May 3, 2012

Georges Bank seafloor image processing. Brown Bag Lunch with Seth Newburg and Michael Soroka: AUV Lab, MIT Sea Grant

Date: Tuesday, May 29, 2012
Time: 12:00 - 1:00 pm
Location: MIT E38-300 (292 Main St., Cambridge, 3rd floor)

Bring your lunch and learn about monitoring for invasive species with a MITSG autonomous underwater vehicle

An aggressively growing sea squirt, Didemnum vexillum, is found growing on Georges Bank and throughout coastal subtidal areas from Connecticut to Maine. The sea squirt grows over sessile organisms and often is the most abundant species in the community where it is found. On Georges Bank it may impact fisheries by restricting groundfish feeding (Valentine, et al. 2007) and threaten the scallop fishery by preventing scallop settlement (Morris, et al. 2009).

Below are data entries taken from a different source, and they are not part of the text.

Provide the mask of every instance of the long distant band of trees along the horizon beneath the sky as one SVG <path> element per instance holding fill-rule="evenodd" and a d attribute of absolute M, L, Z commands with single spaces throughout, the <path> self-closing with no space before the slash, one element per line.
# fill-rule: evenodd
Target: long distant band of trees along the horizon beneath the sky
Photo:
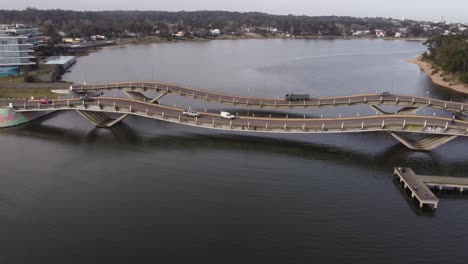
<path fill-rule="evenodd" d="M 399 27 L 408 28 L 409 36 L 424 36 L 416 21 L 391 18 L 355 18 L 349 16 L 270 15 L 259 12 L 228 11 L 71 11 L 71 10 L 0 10 L 0 23 L 23 23 L 40 26 L 45 33 L 63 31 L 73 37 L 101 34 L 112 37 L 125 31 L 151 35 L 155 31 L 206 31 L 218 28 L 235 32 L 240 26 L 275 27 L 293 35 L 348 36 L 355 30 L 375 29 L 395 34 Z"/>

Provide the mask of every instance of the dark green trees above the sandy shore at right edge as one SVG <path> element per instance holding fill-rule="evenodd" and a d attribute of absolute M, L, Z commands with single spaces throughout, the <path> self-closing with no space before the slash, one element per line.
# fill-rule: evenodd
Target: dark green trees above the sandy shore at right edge
<path fill-rule="evenodd" d="M 460 81 L 468 83 L 468 36 L 437 36 L 424 43 L 428 52 L 423 59 L 433 62 L 443 71 L 459 76 Z"/>

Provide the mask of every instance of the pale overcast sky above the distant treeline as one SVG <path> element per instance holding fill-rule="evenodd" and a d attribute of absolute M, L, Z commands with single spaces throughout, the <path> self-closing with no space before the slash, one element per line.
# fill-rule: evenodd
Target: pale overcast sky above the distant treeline
<path fill-rule="evenodd" d="M 227 10 L 468 22 L 468 0 L 1 0 L 0 9 Z"/>

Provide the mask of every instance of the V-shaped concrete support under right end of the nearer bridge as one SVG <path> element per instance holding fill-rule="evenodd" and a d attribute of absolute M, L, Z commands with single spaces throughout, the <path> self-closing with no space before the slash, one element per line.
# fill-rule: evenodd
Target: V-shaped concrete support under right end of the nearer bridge
<path fill-rule="evenodd" d="M 405 145 L 407 148 L 418 151 L 431 151 L 458 137 L 449 135 L 430 135 L 419 140 L 412 140 L 396 132 L 390 132 L 390 135 L 400 141 L 400 143 Z"/>

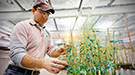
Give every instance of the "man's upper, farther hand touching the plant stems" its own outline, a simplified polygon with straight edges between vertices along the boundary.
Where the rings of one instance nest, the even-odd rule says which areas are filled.
[[[67,53],[67,50],[71,47],[71,45],[61,45],[56,50],[52,52],[52,57],[58,57],[60,55],[64,55]]]

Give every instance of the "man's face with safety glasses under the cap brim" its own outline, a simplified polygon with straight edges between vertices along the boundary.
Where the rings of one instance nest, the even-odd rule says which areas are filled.
[[[42,9],[38,7],[34,13],[34,20],[42,27],[43,24],[48,20],[49,15],[49,11],[42,11]]]

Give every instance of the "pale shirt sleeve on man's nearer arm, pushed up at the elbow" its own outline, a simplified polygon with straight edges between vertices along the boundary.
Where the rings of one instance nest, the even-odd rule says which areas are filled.
[[[10,37],[10,58],[17,66],[22,66],[21,61],[27,54],[27,29],[23,23],[18,23],[12,30]]]

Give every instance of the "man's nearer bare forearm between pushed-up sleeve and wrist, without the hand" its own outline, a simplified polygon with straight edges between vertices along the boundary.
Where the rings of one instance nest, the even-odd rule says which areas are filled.
[[[22,59],[22,66],[33,69],[41,69],[43,67],[44,60],[35,58],[29,54],[26,54]]]

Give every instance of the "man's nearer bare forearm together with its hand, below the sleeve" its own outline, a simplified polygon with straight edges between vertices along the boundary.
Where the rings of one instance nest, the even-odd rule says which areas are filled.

In order to document impacts and predict dispersion and distribution of Didemnum, we need to quickly survey the sea floor. To date, only a small portion of Georges Bank has been surveyed using cameras and videos. A system is needed that can cover a large area and identify potential Didemnum infestations in order to document the scope of the invasion. Autonomous underwater vehicles (AUVs) offer a platform for testing sensors, comparing the records to digital images, and collecting samples for verification.

Capable of untethered dives, the Odyssey IV AUV collects high resolution images from 1 m altitude off the sea floor. A CTD sonde mounted on the vehicle collects environmental data, which is time stamped and stored in an onboard database with the images. The Odyssey IV cruises at speeds up to 1.4 m/s and hovers using vectored thrusters. The Odyssey IV AUV is a valuable tool for surveying and detecting the presence of Didemnum at low cost and without causing damage to the benthic habitat.

Some of the first deployments of the Odyssey IV were to perform bottom-imaging surveys on Georges Bank, and 2700 images of the seafloor were captured. These image sets revealed the presence of Didemnum, however, photographs made by the deep water imaging system lack the contrast and color fidelity needed to accurately identify and study the marine organisms. Image processing algorithms were developed and used to compensate for imaging artifacts and enhance the photographs in order to reveal the biodiversity in this marine habitat. It was found that creating mosaics of overlapping photographs using the SIFT-RANSAC method (Brown and Lowe, 2007) is helpful in collecting census data of the benthic community.

About Seth Newburg
Seth Newburg has been a research engineer in the MIT AUV Lab since March 2009. His interests focused on underwater robotics technology ten years earlier while an undergraduate at MIT when he founded Project ORCA, a student team dedicated to designing AUVs for the International Autonomous Underwater Vehicles Competition sponsored by AUVSI and ONR. The experience implementing sonar systems for AUVs led him to pursue research in auditory physiology, including that of whales and dolphins, for his doctorate in biomedical engineering at Boston University. As part of the AUV Lab's engineering team, Newburg draws on his interdisciplinary background in carrying out his primary responsibility for the design and integration of robust sensor systems for the Odyssey IV autonomous underwater vehicle project.

About Michael Soroka
Mike Soroka is a Research Engineer at the MIT Sea Grant AUV laboratory specializing in mechanical engineering and mechatronics. He has been a member of the AUV lab for three years, over the course of which he has helped develop the Odyssey IV deep ocean AUV, and has operated the Odyssey IV in the field collecting oceanographic and marine science data. Soroka's work is currently focused on improving vehicle robustness and reliability, as well as developing inexpensive marine sensors for classroom science and the next generation of AUV technology.

About the Brown Bag Lunch Series
MIT Sea Grant staff and students present projects, programs, research, and other topics in an informal setting to inform and inspire MIT colleagues and the wider community. The Brown Bag Lunch Series is open to the public.


The Odyssey IV is lowered gently into the ocean near Gloucester, MA, September 2010.